Opera singer (born 1988)

Jenisbek Piyazov (Piyazov Jeńisbek Burkitovich; born May 9, 1988, in Nukus, Republic of Karakalpakstan) is an Uzbek and Karakalpak opera singer (baritone), laureate of the 1st prize of the Republican vocalists' competition, XII International Competition 'Kazakh Romance,' XIII Moscow International Competition of Young Performers of Russian Romance. Holder of the Grand Prix of the International Vocalists' Competition named after Muslim Magomaev [2012]. People's Artist of Uzbekistan (2021), Honored artist of Uzbekistan (2014), and the Republic of Karakalpakstan (2012).

==Biography==
In 2007, Jenisbek Piyazov graduated from the Nukus College of Culture and Arts. That same year, he was awarded a diploma of the 1st degree at the Republican competition 'Young Opera' and was admitted to the Uzbek State Conservatory specializing in 'Vocal Performance.' In 2007, he was honored with the Nihol Award. In 2009, he was employed as a vocalist at the Navoi State Opera and Ballet Theater. In 2010, he participated in a master class in Minsk, Belarus, under the guidance of D. Vdovin and conductor Yuri Bashmet. In 2011, he graduated from the State Conservatory of Uzbekistan specializing in "Academic Singer." In 2011–2012, he was invited to the Gut-Immling International Opera Festival in Munich, Germany. Piyazov is a teacher at the Uzbekistan State Conservatory.

==Family==
- Father: Piyazov Burkit
- Mother: Saburova Injigul
- Brother: Piyazov Akylbek, Piyazov Nurlybek, Piyazov Janibek
- Sister: Piyazova Baxyt, Piyazova Aynura,

==Creative activity==
Jenisbek Piyazov participated in influential international competitions and festivals held in many countries around the world, including Russia, Azerbaijan, Belarus, Kazakhstan, France, Spain, Portugal, Germany, Austria, China, Korea, Malaysia, and others, between 2008 and 2010. He performed arias from operas such as "The Barber of Seville (play)", "Les pêcheurs de perles", "Don Giovanni", "Giulio Cesare", "Eugene Onegin (opera)", "The Marriage of Figaro","Maysaraning ishi," and "Husayn Boyqaro." His participation in promoting vocal art in his homeland contributed to his fame as a talented singer. Notably, he secured 1st place in the XIII International Competition of " Русский романс" held in Moscow among young performers, 1st place in the Bibigul Tulegenova V International Vocalists' Competition in Astana, and 2nd place in the V International Competition " Бюль-Бюль" in Baku, Azerbaijan.

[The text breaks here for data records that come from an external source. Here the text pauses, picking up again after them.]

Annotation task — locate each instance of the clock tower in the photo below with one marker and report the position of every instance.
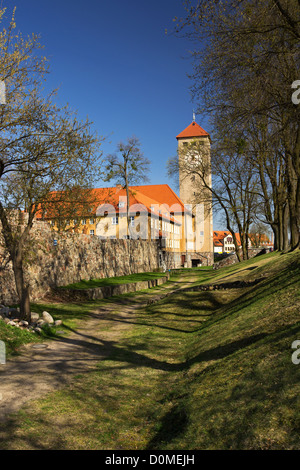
(194, 154)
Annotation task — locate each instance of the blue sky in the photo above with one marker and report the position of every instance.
(114, 63)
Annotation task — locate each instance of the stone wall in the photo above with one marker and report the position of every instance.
(62, 259)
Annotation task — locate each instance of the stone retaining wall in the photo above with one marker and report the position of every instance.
(62, 259)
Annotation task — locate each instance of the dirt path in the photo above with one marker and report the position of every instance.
(47, 366)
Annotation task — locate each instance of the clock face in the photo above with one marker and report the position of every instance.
(193, 157)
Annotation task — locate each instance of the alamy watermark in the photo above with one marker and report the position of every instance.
(2, 353)
(296, 354)
(296, 94)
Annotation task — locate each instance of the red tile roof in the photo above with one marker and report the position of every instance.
(193, 130)
(158, 199)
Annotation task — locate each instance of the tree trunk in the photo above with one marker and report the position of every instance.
(22, 289)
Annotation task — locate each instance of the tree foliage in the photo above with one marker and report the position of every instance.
(43, 148)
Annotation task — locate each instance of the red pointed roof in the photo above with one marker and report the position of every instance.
(193, 130)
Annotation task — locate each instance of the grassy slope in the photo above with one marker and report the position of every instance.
(198, 370)
(241, 389)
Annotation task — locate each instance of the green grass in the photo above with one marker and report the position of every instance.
(112, 281)
(197, 370)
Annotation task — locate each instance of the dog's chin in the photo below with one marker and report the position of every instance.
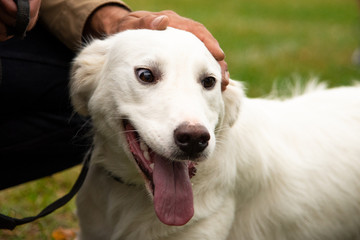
(168, 180)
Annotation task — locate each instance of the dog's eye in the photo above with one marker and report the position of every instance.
(208, 82)
(145, 75)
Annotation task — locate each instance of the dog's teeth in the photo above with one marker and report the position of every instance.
(146, 155)
(143, 146)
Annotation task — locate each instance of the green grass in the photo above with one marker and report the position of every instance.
(264, 41)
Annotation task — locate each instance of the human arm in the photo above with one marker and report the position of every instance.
(8, 12)
(73, 21)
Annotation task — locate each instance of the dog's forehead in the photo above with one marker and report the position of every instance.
(164, 41)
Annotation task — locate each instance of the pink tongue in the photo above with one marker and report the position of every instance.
(173, 197)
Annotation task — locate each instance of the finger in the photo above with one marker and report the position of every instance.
(160, 22)
(7, 19)
(3, 32)
(34, 13)
(199, 30)
(225, 75)
(9, 7)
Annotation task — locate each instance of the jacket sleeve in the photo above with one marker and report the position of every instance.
(66, 18)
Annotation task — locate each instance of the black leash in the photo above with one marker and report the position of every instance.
(22, 19)
(10, 223)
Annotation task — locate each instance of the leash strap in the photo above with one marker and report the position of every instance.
(22, 19)
(10, 223)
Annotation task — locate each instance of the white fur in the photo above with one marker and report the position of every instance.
(275, 169)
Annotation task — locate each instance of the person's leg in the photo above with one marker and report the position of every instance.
(39, 132)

Piyazov awarded with the title of "Qoraqalpog'iston Respublikasida xizmat ko'rsatgan artist" ("Honored Artist of the Republic of Karakalpakstan") in 2012. That same year, he claimed the grand prize at the " Muslim Magomaev" II International Vocal Competition in Moscow. From September 2013 onwards, Jenisbek Piyazov has consistently participated in major state concert programs and the international "Sharq Taronalari" festival.

In 2014, Jenisbek Piyazov participated in the "Great Opera" project.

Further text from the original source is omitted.